«Con il Csi alleanza per crescere insieme»
Don Albertini al Convegno nazionale di Pastorale Giovanile
«Lo sport può rivelarsi una formidabile agenzia educativa, a patto di mettere in campo non solo le capacità tecniche ma anche i valori etici». Così Don Alessio Albertini, consulente ecclesiastico del Csi nazionale, ad Avvenire a margine del 15° convegno nazionale di Pastorale Giovanile “La cura e l’attesa” svoltosi a Bologna. La cultura del risultato non può e non deve schiacciare la dimensione formativa propria delle realtà oratoriali. «Lo sport porta con sé passione e grandi numeri: è un grande catalizzatore per i ragazzi. Ma spesso ci si dimentica delle responsabilità educative che si hanno nei confronti dei piccoli atleti. La pastorale giovanile può aiutare a prendere piena coscienza di questo importantissimo ruolo». In sostanza, sostiene don Albertini, chi opera in oratorio deve dialogare continuamente con chi guida e coordina l’attività sportiva. «Il ragazzo frequenta entrambi gli ambienti, che quindi non devono mai restare due mondi separati. Tra educatori e allenatori ci dev’essere un canale sempre aperto. Si lavora tutti per lo stesso obiettivo». Che non è quello di vincere, semmai di migliorare se stessi e il rapporto con gli altri. «Bisogna intendersi su cosa intendiamo per risultati: significa solo rimpinguare la classifica o far crescere chi è affidato alle nostre cure? Riuscire a far comprendere l’importanza del rispetto delle regole e degli avversari, ad esempio, è un grande risultato. Da questo infatti derivano buoni comportamenti che si riflettono anche nella vita quotidiana».

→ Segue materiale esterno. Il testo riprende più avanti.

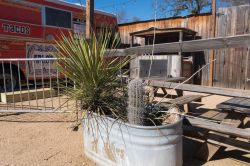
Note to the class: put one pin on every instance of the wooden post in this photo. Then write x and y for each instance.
(211, 57)
(180, 53)
(89, 17)
(131, 41)
(180, 92)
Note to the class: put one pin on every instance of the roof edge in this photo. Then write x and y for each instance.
(160, 19)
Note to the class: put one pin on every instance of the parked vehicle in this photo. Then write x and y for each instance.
(28, 29)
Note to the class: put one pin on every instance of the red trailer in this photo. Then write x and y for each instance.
(28, 29)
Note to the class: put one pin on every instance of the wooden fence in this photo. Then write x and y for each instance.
(230, 69)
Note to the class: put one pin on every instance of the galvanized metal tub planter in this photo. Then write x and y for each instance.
(109, 142)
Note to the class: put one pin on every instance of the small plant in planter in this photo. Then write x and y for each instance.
(117, 128)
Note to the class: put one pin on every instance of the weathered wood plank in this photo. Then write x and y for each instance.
(239, 104)
(203, 89)
(217, 139)
(186, 46)
(220, 128)
(184, 99)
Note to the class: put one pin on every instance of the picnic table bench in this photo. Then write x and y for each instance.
(238, 104)
(182, 100)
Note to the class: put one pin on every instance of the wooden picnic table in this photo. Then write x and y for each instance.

Secondo don Albertini, «Csi e pastorale giovanile devono andare a braccetto per sviluppare una riflessione comune su questi temi. Sta al prete o agli altri operatori pastorali coinvolgere gli allenatori, che spesso provengono da altre esperienze, e farli sentire parte di un progetto più ampio. Occorre ripartire dalle parole di papa Francesco: il tempo è superiore allo spazio. Non si tratta infatti di occupare semplicemente un campetto, ma di avviare processi educativi che si sviluppino nei mesi e negli anni. Si semina non per produrre campioni, anche se il Csi ne ha visti nascere tanti, ma per veder sbocciare le persone». Don Albertini indica un possibile modello, ovvero gli incontri tra allenatori ed educatori promossi nella diocesi di Milano per volontà dell’arcivescovo Angelo Scola: «Non si tratta di istituire un gruppo in più, ma semplicemente di far sedere attorno allo stesso tavolo tutte le figure che rivestono un ruolo formativo all’interno dell’oratorio. Il mandato educativo, in questo modo, viene consegnato non solo ai catechisti ma anche agli allenatori». Perché, sorride don Albertini, «non si vive di solo spirito, ma nemmeno di solo pallone». Poi, ovvio, anche i genitori devono mettersi in gioco. «L’oratorio non è un centro che eroga servizi, semmai un luogo di condivisione. Papà e mamme devono chiedersi: perché ho iscritto mio figlio a questa società? Se l’obiettivo è farlo diventare un professionista forse si è sbagliato indirizzo. Inoltre non basta stare a guardare, i genitori devono soprattutto partecipare: anche loro fanno parte della squadra educativa».